Participou da reunião, o conselheiro da Facesp, Guilherme Afif Domingos, que afirmou “categoricamente” que a redução da carga horária sem contrapartida em qualificação profissional representa “um desastre anunciado”. Segundo ele, o tema exige uma mobilização pública expressiva, iniciando por São Paulo, para demonstrar a insatisfação do setor produtivo diante da exclusão do debate.

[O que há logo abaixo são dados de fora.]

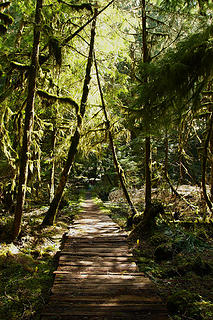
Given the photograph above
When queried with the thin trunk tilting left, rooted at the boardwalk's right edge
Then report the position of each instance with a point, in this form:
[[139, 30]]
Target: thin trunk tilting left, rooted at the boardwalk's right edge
[[118, 168]]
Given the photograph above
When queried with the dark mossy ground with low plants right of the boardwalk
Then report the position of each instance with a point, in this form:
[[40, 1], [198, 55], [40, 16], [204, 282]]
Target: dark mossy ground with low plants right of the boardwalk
[[178, 257]]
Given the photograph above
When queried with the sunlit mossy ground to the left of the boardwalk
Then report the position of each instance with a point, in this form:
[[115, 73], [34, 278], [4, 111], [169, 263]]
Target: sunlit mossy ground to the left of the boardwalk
[[27, 265]]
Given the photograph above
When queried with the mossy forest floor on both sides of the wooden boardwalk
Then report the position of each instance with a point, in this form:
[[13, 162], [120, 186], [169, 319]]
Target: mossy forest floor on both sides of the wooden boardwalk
[[177, 256]]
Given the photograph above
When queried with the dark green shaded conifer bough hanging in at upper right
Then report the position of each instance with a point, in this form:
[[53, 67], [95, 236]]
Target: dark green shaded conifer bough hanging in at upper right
[[177, 79]]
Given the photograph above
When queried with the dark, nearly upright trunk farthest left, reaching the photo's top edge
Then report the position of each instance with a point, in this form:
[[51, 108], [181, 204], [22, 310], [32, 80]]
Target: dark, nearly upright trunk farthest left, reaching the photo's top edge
[[28, 125]]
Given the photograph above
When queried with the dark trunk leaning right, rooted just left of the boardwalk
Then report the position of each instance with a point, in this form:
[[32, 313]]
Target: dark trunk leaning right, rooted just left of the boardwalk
[[52, 212]]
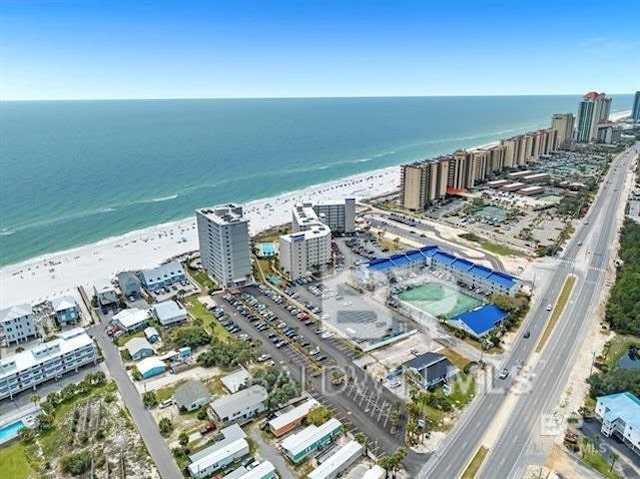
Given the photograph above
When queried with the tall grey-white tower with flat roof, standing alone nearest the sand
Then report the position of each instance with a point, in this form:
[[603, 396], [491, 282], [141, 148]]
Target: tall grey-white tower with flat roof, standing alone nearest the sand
[[225, 251]]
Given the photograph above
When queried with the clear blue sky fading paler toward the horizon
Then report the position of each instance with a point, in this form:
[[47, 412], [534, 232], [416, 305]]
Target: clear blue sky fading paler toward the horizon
[[88, 49]]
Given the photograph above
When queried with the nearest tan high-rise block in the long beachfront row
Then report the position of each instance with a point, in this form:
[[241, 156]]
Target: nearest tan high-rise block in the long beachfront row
[[423, 183]]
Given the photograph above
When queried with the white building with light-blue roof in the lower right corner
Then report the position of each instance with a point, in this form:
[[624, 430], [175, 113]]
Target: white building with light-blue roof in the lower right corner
[[620, 417]]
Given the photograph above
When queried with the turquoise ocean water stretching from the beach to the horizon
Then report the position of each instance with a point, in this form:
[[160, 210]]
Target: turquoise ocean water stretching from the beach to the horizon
[[72, 173]]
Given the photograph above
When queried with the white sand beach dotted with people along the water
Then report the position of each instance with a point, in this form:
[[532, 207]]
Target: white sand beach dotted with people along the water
[[52, 274]]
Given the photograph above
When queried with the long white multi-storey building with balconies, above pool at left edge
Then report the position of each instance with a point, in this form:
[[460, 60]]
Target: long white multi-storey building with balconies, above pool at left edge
[[26, 370]]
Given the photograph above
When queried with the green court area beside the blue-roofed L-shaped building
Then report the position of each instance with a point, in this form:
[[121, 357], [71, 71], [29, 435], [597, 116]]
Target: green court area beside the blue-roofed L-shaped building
[[437, 299]]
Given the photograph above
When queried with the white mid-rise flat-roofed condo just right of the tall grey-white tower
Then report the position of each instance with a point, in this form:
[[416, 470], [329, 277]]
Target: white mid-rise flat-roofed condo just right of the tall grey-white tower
[[308, 248]]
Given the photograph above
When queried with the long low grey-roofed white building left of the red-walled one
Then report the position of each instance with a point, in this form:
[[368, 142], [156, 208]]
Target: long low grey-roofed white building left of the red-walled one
[[241, 406]]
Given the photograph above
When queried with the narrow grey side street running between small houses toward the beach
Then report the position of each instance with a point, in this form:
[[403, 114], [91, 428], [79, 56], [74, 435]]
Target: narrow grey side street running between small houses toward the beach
[[145, 423]]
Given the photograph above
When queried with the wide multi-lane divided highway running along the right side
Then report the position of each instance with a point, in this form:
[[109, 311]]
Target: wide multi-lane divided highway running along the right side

“A mudança pode ser prejudicial aos próprios trabalhadores, ao comprometer a viabilidade financeira de milhares de pequenos negócios”, disse em tom enfático ao mostrar-se preocupado com a aprovação na Câmara dos Deputados e no Senado Federal. “Vamos apresentar aos colaboradores os impactos diretos da proposta, mostrando que muitos empreendedores não terão condições de manter o negócio em funcionamento, gerando demissões”, disse ao explicar os problemas que isto pode causar.

Para o presidente da CACB e Facesp, Alfredo Cotait Neto, trata-se de projetos com viés eleitoreiros, que ignoram efeitos estruturais sobre a economia. Segundo ele, há risco de decisões parlamentares orientadas pela busca de popularidade, sem análise de consequências de médio e longo prazo. Cotait defende uma atuação firme das associações comerciais e da sociedade civil organizada para expor a superficialidade do debate e os impactos reais sobre empresas, empregos e renda.

“A Facesp avalia que, por se tratar de um tema eleitoral, a reação precisa ser rápida, estruturada e contundente, apresentando alternativas concretas à proposta em discussão”, defendeu o dirigente que está a frente da Facesp, da Confederação das Associações Comerciais do Brasil (CACB) e da Associação Comercial de São Paulo.